PROC PRINT data = onetwo NOOBS;
   title 'The onetwo data set';
RUN;

The onetwo data set
ID	VarA	VarB	VarC
40	A1	B4	C1
50	A2	B5	C2

As you review the first two DATA steps, in which SAS reads in the respective one and two data sets, note that the two data sets share two variables, namely ID and VarB. The third (and last) DATA step tells SAS to combine the two data sets using the one-to-one reading method. Let's walk our way through how SAS processes the DATA step. At the end of the compile phase, SAS will have created a program data vector containing the variables from the one and two data sets in the order in which they appear in the DATA step:

_N_	_ERROR_	Num	VarA	VarB	VarC
1	0	.

During the first iteration of the DATA step, the first SET statement reads one observation from data set one:

_N_	_ERROR_	Num	VarA	VarB	VarC
1	0	10	A1	B1

Then, the second SET statement reads one observation from data set two. The values for ID and VarB in data set two overwrite the values for ID and VarB in data set one:

_N_	_ERROR_	Num	VarA	VarB	VarC
1	0	40	A1	B4	C1

Being at the end of the first iteration of the DATA step, SAS writes the contents of the program data vector as the first observation in the onetwo SAS data set. Upon returning to the top of the DATA step, the program data vector looks like this at the beginning of the second iteration of the DATA step:

_N_	_ERROR_	Num	VarA	VarB	VarC
2	0	40	A1	B4	C1

Recall that SAS retains the values of variables that were read from a SAS data set with the SET statement. Now, the first SET statement reads the second observation from the one data set:

_N_	_ERROR_	Num	VarA	VarB	VarC
2	0	20	A2	B2	C1

And, the second SET statement reads the second observation from data set two. Again, the values for ID and VarB in data set two overwrite the values for ID and VarB in data set one:

_N_	_ERROR_	Num	VarA	VarB	VarC
2	0	50	A2	B5	C2

Being at the end of the second iteration of the DATA step, SAS writes the contents of the program data vector as the second observation in the onetwo SAS data set. Because there are no more observations in the two data set, processing stops. That is, the DATA step does not read the third observation from the one data set.

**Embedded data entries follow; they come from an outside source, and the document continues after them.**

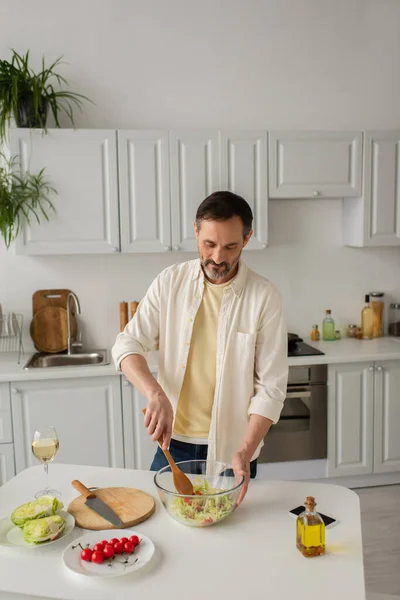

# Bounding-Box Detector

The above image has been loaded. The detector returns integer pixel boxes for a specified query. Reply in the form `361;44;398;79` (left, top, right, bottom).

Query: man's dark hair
196;191;253;238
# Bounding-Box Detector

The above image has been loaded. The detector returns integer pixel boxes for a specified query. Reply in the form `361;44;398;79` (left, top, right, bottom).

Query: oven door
258;385;327;463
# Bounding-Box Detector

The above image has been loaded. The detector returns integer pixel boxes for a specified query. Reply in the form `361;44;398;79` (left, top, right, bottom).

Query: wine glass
32;425;61;498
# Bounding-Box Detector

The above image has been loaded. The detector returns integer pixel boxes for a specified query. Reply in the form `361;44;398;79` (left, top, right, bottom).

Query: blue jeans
150;440;257;479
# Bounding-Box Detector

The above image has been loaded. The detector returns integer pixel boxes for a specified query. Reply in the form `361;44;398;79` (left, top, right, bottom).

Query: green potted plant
0;154;57;248
0;50;91;140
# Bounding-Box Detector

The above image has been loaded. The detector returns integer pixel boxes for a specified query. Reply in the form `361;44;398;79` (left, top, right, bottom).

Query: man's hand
144;392;174;450
232;450;250;506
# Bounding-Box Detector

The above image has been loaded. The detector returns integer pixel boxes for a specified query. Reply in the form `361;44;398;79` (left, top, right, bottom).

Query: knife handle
71;479;95;498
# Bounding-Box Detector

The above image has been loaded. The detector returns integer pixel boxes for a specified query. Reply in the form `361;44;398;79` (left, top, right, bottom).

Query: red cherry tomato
103;544;115;558
81;548;93;562
92;551;104;565
129;535;140;546
114;542;124;554
124;542;135;554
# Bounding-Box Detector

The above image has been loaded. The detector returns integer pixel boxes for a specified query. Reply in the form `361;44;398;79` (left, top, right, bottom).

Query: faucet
67;292;82;354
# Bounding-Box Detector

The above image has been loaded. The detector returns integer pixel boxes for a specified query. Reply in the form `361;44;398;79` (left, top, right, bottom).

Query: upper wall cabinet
343;131;400;246
221;130;268;250
269;131;362;198
118;130;171;252
11;129;119;255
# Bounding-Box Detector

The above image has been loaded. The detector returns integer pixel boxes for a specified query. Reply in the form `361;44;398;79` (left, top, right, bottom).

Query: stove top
288;341;325;356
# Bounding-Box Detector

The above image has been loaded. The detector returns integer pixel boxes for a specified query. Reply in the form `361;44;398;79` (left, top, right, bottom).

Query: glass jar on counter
347;325;358;337
369;292;385;338
388;302;400;337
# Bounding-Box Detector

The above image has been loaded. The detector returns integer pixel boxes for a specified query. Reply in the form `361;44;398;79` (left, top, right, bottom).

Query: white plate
62;529;154;577
0;510;75;548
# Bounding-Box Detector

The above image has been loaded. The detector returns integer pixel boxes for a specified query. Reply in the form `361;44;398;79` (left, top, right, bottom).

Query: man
112;192;288;504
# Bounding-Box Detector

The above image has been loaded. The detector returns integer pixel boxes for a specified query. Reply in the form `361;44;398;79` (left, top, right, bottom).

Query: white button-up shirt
112;259;288;464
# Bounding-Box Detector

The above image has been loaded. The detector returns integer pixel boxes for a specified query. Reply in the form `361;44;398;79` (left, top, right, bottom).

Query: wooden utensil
142;408;194;496
68;487;155;530
30;306;77;352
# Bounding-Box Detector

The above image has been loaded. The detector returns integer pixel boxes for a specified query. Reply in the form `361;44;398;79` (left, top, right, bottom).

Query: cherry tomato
124;542;135;554
103;544;115;558
114;542;124;554
92;551;104;565
81;548;93;562
129;535;140;546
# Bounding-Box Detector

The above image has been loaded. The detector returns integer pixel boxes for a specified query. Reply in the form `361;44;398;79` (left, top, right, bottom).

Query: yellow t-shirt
172;279;233;441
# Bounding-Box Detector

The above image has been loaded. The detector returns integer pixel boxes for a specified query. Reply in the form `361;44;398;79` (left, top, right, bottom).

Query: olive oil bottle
296;496;325;558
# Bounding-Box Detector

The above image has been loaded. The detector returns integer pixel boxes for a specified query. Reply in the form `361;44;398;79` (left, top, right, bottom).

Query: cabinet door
11;376;124;472
364;131;400;246
12;129;119;254
122;373;157;470
118;130;171;252
0;383;13;444
0;444;15;486
170;131;221;251
269;131;362;198
221;130;268;250
328;363;374;477
374;360;400;473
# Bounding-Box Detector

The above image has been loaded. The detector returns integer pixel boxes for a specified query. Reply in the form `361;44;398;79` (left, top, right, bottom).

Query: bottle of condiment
296;496;325;558
369;292;385;337
322;308;335;342
361;294;374;340
310;325;321;342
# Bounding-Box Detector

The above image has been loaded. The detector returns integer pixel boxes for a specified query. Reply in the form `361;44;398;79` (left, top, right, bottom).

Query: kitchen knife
71;479;123;528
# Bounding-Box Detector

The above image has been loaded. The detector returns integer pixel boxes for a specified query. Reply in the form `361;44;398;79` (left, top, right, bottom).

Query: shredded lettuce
170;479;235;526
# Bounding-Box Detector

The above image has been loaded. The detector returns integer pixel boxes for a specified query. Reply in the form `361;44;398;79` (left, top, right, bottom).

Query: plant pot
14;96;49;128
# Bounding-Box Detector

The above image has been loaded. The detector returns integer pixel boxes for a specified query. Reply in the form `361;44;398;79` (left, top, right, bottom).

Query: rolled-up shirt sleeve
111;273;162;371
248;288;288;424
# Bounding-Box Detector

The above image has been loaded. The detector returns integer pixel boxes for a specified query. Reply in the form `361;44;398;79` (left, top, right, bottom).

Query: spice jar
388;302;400;337
369;292;385;338
347;325;358;337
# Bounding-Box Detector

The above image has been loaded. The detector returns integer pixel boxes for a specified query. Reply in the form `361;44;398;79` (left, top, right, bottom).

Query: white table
0;464;365;600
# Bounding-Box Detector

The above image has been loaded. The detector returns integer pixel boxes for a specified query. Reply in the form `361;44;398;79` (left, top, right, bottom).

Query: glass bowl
154;460;244;527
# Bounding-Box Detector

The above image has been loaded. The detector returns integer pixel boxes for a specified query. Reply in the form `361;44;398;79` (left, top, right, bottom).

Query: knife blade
72;479;123;528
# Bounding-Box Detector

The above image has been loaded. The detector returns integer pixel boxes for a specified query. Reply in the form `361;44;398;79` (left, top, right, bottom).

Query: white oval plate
62;529;154;577
0;510;75;548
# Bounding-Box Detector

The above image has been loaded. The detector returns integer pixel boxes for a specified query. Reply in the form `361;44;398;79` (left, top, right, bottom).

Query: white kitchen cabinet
118;130;171;252
0;444;15;486
11;376;124;472
374;361;400;473
221;130;268;250
328;363;374;477
12;129;119;255
121;373;157;470
343;130;400;246
170;130;221;252
0;383;13;444
269;131;362;198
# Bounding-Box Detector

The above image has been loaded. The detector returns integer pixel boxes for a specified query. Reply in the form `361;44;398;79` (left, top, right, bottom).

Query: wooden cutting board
30;306;77;352
68;488;155;530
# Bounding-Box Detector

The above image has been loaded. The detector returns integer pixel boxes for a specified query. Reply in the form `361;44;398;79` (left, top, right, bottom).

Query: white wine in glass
32;425;61;498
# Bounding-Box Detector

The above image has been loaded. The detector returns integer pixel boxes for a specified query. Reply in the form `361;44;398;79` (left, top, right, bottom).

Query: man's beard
201;252;241;281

Now, launch and run the SAS program, and review the output to convince yourself that the one and two data sets are combined as described.

One more comment. Note that although each of our one-to-one reading examples involved combining just two data sets, you can specify any number of SET statements when one-to-one reading ... and therefore the sky's the limit.